Those of us who have worked in organizations know very well what it means to have to “do more with less.” But financial constraints don’t rule out creativity. In fact, creativity is precisely what’s needed when resources are scarce. Here are a few suggestions for how to cultivate creativity in your organization:

  Put some skin in the game. Creative organizations don’t sprout up overnight, but they don’t happen by accident either. If you want to lead a creative organization, you have to expect it. Plan for it. Commit yourself to its existence. Tell everyone you know, including your colleagues and employees, that creativity is now among your highest priorities—and don’t waver.

  Reward creativity. You can incent creativity even if you don’t have the funding or latitude to change pay levels or job classifications. For example:

  • Share the time. If the solution will save staff time, consider acknowledging the contribution with a small amount of “free” vacation, and then provide a venue for your creative staff to tell others their story.
  • Share the savings. If it will save money, apply part of the savings to an “innovation fund” that departments and teams can access to fund future projects.
  • Spread good ideas. If it can be spread throughout other areas of the organization, appoint some or all of the project team members to be leaders for new implementation teams.
  • Train future leaders. If newly appointed team leaders need it, give them training. This can build self-confidence, deepen loyalty to the organization, and provide stepping stones for future advancement. It can also create a pool of “resource” employees who can coach future innovation efforts.
  • Recognize creative contributions. Individual performance evaluations should highlight creative contributions, and each managers’ performance evaluation should include mention of how well they stimulate and support the creativity of those they supervise.

  Reinvent the wheel. Sometimes it makes sense to start from scratch if you want to improve upon a very familiar process or product. Brainstorming, piloting, rapid prototyping, “hacking”, or other experimentation strategies can produce surprisingly effective results in a short period of time—often at a lower cost.

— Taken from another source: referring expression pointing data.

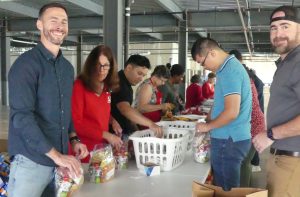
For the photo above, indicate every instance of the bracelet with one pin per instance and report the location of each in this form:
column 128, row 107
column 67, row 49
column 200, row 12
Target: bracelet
column 74, row 138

  Mix it up. Few dispute the wisdom of having members of an organization learn about unfamiliar areas of operation. For Andrew Hargadon, a professor of technology management at the University of California, Davis, the advantage to interdisciplinary exposure isn’t thinking outside the box—it is the ability to “think in other boxes.

  Hire creativity. When you have a chance to hire, look for employees who are self-motivated, effective networkers, good listeners, and good team players (meaning they are happy to help other succeed as well as to showcase their own successes.) The most creative problem solvers are able to suspend judgment on what “should” be done in order to make room for creative approaches and solutions.